SEATTLE _ Juno Therapeutics said Wednesday it has suspended a phase two clinical trial of a cancer drug after two patients suffered swelling of the brain and died.
The news sent Juno shares plunging as much as 32 percent in early trading Wednesday, the lowest point since the heavily funded Seattle biotechnology company went public about two years ago.
The company's trial for B cell acute lymphoblastic leukemia is testing a drug it calls JCAR015.
The same trial had been temporarily suspended in July after two other patient deaths, but the company blamed those on an additional drug added to the treatment and subsequently changed that protocol.

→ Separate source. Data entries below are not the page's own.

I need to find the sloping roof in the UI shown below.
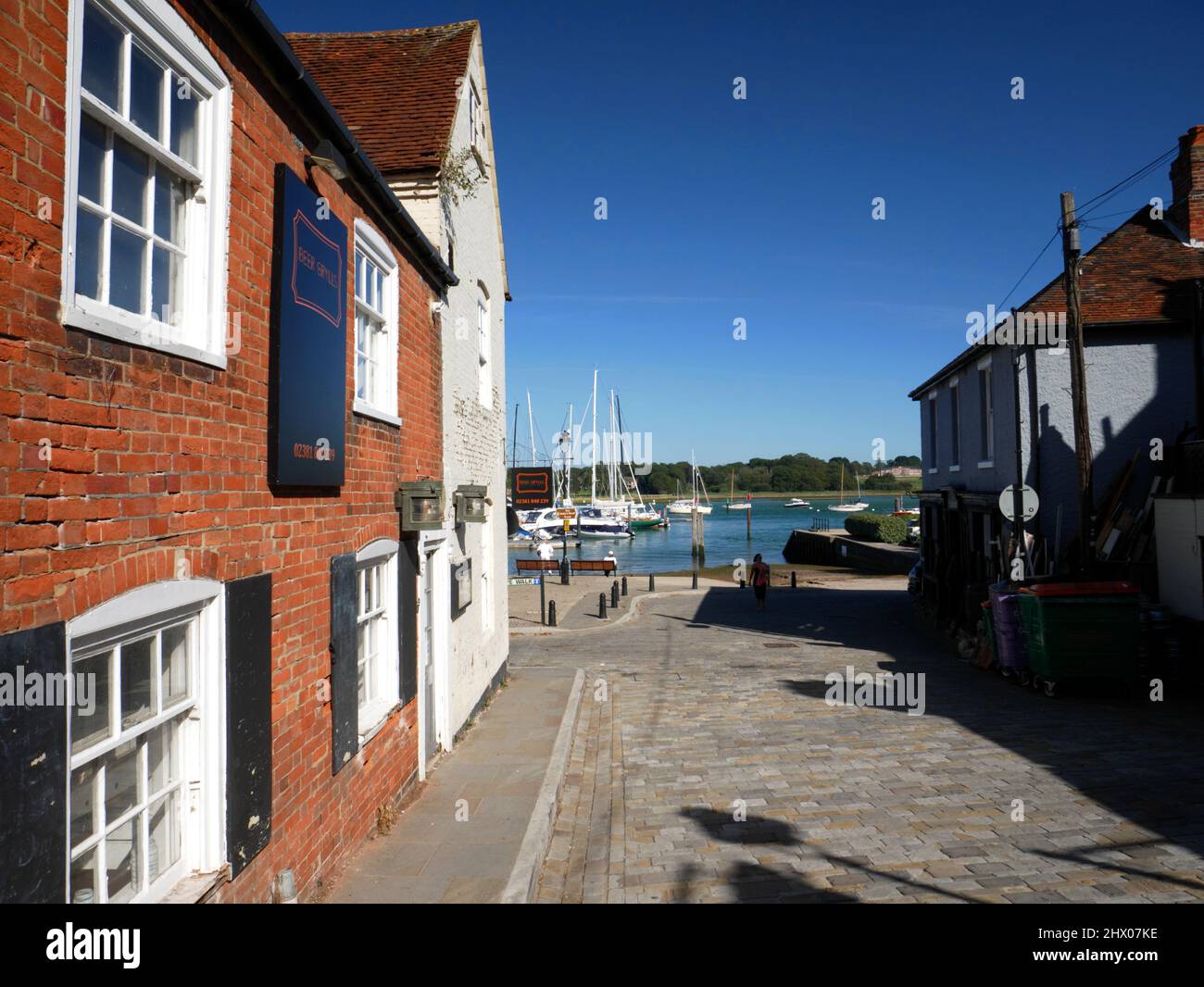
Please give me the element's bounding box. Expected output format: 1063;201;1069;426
908;206;1204;398
284;20;478;175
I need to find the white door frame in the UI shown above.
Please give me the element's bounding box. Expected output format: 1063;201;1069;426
418;531;452;781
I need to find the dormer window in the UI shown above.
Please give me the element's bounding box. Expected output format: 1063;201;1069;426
469;81;483;147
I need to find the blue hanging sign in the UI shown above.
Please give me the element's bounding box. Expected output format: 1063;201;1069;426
269;165;348;486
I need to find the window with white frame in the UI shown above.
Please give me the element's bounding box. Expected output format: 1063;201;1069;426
469;81;482;147
356;220;401;425
68;581;224;904
978;358;995;467
356;539;401;743
477;286;494;406
478;514;494;634
63;0;230;366
928;392;940;473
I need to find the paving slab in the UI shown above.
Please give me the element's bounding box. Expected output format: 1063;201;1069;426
510;578;1204;903
324;667;579;904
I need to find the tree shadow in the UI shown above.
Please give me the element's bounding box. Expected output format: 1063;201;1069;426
674;578;1204;893
674;806;974;904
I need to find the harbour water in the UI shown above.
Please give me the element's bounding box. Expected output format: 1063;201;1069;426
510;494;919;573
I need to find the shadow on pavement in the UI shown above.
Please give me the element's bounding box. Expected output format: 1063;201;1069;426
679;587;1204;894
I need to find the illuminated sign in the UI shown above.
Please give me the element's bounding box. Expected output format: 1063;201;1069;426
269;165;348;486
510;466;553;510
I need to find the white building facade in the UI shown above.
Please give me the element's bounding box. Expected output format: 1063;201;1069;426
289;20;509;758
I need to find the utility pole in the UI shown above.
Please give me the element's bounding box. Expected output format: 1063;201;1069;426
1011;308;1028;578
1062;192;1096;573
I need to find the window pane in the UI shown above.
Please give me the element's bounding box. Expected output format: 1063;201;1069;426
75;207;105;300
105;816;139;903
101;741;139;818
130;44;163;141
80;117;105;206
71;850;96;906
151;247;180;325
108;224;147;312
154;165;187;245
121;638;154;730
81;4;124;112
113;137;151;226
147;721;180;794
71;765;96;846
161;623;188;707
147;789;181;883
71;651;109;753
171;72;196;165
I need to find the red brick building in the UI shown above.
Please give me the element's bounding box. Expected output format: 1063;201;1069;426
0;0;455;902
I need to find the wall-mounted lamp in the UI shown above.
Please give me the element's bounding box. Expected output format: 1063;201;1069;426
305;140;346;181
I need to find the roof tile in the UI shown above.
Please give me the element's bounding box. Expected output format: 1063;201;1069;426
284;20;478;175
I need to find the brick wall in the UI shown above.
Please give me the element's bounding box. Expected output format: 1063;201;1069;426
0;0;442;900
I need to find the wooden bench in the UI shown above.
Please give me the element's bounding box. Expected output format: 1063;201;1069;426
514;558;560;572
569;558;618;575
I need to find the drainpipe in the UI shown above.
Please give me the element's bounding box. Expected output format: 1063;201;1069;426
1192;278;1204;438
1011;308;1026;578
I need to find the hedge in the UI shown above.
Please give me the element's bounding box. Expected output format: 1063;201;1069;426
844;512;907;545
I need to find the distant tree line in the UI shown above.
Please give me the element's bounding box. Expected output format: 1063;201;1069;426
573;453;920;496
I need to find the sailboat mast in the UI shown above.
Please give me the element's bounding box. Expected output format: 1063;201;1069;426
590;368;598;505
527;392;538;466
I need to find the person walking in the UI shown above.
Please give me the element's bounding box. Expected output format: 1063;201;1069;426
749;553;770;610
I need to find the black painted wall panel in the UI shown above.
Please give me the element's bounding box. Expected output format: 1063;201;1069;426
0;623;69;904
226;573;272;876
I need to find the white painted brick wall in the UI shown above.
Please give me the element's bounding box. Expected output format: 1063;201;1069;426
394;33;509;733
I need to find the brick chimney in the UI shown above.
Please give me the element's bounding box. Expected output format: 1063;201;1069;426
1167;127;1204;244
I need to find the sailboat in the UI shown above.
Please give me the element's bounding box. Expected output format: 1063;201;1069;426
666;453;714;514
590;382;661;530
723;469;753;510
828;462;870;514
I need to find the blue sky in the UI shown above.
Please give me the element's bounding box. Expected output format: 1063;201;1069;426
264;0;1204;464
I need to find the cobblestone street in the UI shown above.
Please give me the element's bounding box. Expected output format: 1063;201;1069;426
512;579;1204;903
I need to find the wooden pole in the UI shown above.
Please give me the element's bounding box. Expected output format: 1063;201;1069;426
1062;192;1095;573
1009;308;1027;578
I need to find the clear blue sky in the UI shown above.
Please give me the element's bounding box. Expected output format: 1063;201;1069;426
264;0;1204;464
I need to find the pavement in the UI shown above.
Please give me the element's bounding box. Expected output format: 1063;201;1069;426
322;667;581;904
509;573;731;635
510;577;1204;903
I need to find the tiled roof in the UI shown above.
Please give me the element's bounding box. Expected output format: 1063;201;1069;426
284;20;478;175
1018;206;1204;329
908;206;1204;398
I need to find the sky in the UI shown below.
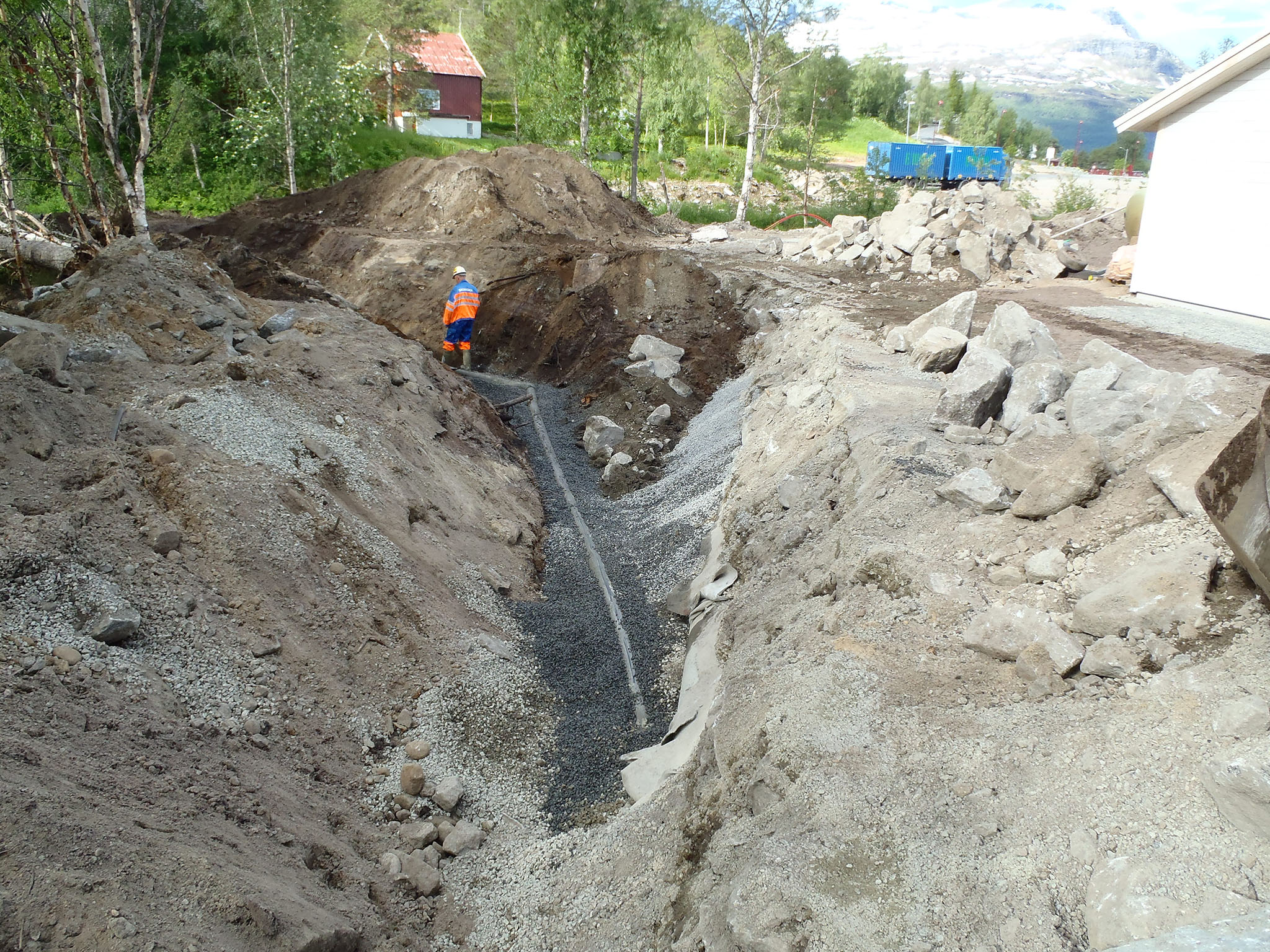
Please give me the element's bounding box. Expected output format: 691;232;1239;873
807;0;1270;68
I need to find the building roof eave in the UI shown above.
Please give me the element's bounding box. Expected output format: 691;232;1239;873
1115;29;1270;132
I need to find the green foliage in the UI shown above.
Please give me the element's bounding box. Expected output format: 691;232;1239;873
823;117;904;156
1054;179;1099;214
851;47;908;126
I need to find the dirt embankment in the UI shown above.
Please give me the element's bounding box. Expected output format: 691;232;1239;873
0;241;542;951
179;146;745;454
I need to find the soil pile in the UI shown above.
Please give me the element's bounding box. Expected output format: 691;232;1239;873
217;144;653;241
0;240;541;950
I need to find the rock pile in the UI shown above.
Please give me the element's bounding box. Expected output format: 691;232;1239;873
885;291;1225;519
777;182;1085;282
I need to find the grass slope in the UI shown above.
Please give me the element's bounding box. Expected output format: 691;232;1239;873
820;118;904;165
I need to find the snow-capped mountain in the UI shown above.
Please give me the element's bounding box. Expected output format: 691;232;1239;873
793;0;1186;148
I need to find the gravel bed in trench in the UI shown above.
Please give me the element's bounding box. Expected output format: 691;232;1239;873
476;381;743;830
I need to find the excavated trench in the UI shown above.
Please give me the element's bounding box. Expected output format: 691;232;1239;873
473;376;740;830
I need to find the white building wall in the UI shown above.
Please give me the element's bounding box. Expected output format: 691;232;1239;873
1132;60;1270;319
414;115;480;138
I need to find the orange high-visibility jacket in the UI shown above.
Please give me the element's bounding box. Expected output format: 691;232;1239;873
445;281;480;327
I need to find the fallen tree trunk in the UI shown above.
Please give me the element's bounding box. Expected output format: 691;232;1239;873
0;235;75;274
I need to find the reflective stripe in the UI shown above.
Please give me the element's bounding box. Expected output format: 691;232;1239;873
442;281;480;327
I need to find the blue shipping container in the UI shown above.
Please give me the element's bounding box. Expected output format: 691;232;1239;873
948;146;1010;182
865;142;949;179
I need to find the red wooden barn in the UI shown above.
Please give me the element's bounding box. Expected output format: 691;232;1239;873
397;33;485;138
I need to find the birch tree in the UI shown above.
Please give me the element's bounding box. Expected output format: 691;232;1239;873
75;0;171;239
724;0;806;222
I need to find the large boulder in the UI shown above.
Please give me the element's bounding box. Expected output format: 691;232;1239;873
887;291;979;351
0;330;71;379
1072;542;1217;637
1200;740;1270;839
623;356;680;379
812;229;847;264
987;431;1075;493
1001;361;1068;430
893;224;931;255
983;192;1031;241
877;202;931;245
913;327;967;373
582;416;626;459
1010;435;1111;519
956;232;992;281
983;301;1063;367
1085;850;1265;952
1147;433;1231;517
961;602;1085;676
1065;358;1145;438
928;346;1011;430
626;334;683;362
1012;241;1067;281
832;214;869;239
935;467;1010;513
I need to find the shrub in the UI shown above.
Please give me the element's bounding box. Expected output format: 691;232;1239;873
1054;179;1099;214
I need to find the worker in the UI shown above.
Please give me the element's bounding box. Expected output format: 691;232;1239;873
441;264;480;369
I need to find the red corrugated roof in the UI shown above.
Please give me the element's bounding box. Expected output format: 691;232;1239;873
401;33;485;79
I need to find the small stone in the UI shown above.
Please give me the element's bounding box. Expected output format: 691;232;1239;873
258;307;300;338
1010;435;1111;519
935;467;1010;513
432;764;464;814
433;822;485;855
1081;637;1143;678
397;822;437;849
988;565;1028;588
582;416;626;459
380;849;401;876
912;326;967;373
1024;549;1067;581
401;849;441;896
1015;641;1058;682
401;763;427;797
84;607;141;645
405;740;432;760
146;524;180;555
1213;694;1270;738
930;342;1011;430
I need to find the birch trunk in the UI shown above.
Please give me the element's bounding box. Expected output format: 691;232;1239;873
737;35;763;222
78;0;149;235
0;137;30;297
578;50;590;169
68;11;115;244
631;70;644;202
278;4;298;194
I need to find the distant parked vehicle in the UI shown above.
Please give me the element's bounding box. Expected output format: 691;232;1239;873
865;142;1010;185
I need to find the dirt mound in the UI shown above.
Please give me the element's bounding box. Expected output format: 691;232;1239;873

The two earlier deaths also resulted from swelling in the brain. At the time, the company said it had added a chemotherapy drug to the trial called fludarabine. Juno was able to restart the trial after it removed fludarabine from the treatment.
The trial involves using engineered T-cells designed to attack cancer cells to treat adult patients who have relapsed acute lymphoblastic leukemia.
Juno said Wednesday it notified the Food and Drug Administration of the voluntary hold and is working with the agency and the Data and Safety Monitoring Board to determine the next steps.
Juno's trials and plans for its other product candidates are not affected, the company said.
Juno's fast rise to success was heralded as a major win for the biotech industry in Washington state after its trials treating cancer showed early hopeful results.
The company went public in late 2014 as the biggest biotech IPO of the year. Its stock price rose 45 percent on its first day of trading.